If your business has a contract with business partners based in other EU countries and your staff need to go to that EU country for a limited period in performance of the contract, you will have to respect ‘posting’ rules for them. These rules also apply if you send a staff member to a business you own in another EU country. In both cases there must be an employment relationship between you and the posted staff.
Posting rules also apply if a placement agency or a temping agency hires someone from a different EU country to work in a business registered in their country. In this case an employment relationship must exist between the worker and the temping or placement agency.
Conditions of employment in the host country
For the duration of the posting you must guarantee your staff the same conditions and terms of employment as those in force - either by law or collective agreements - in the host country with regard to:
- minimum rest periods
- maximum working time
- minimum paid annual holidays
- minimum wage - allowances specific to the posting (such as daily allowances) are considered to be part of the minimum wage unless you pay these allowances in reimbursement of costs actually incurred by your posted staff (such as accommodation and travel expenses)

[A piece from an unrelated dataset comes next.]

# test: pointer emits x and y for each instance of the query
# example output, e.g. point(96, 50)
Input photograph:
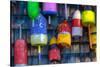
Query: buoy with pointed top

- protective measures for pregnant women and women with babies
- equal treatment between men and women.
If the terms and conditions of employment in your own country are more favourable to your staff than in the host country, you can of course maintain these conditions also during posting.
If initial installation and/or initial assembly of certain products is an integral part of your contract and your skilled staff have to carry out these activities, the minimum pay and annual holiday requirements are not obligatory if the whole posting lasts for less than 8 days.
EU countries may decide - after consulting employers’ and employees’ representatives - that the host country's minimum pay and annual holiday requirements need not apply if the whole posting lasts for less than 1 month. This exemption does not apply to workers posted through placement agencies.
National contact points
EU countries have one or more contact points for companies that post staff abroad. These bodies cooperate and share information, monitor the terms and conditions of employment during the posting, and follow up alleged infringements of the rules. The contact points can also inform foreign businesses wanting to post staff about the terms and conditions of employment in their country.
Social security rules for posted workers
While working temporarily in another EU country, posted staff can stay covered by the social security system of the country where they worked before the posting.
There are different rules concerning social security during posting for employed staff and self-employed workers.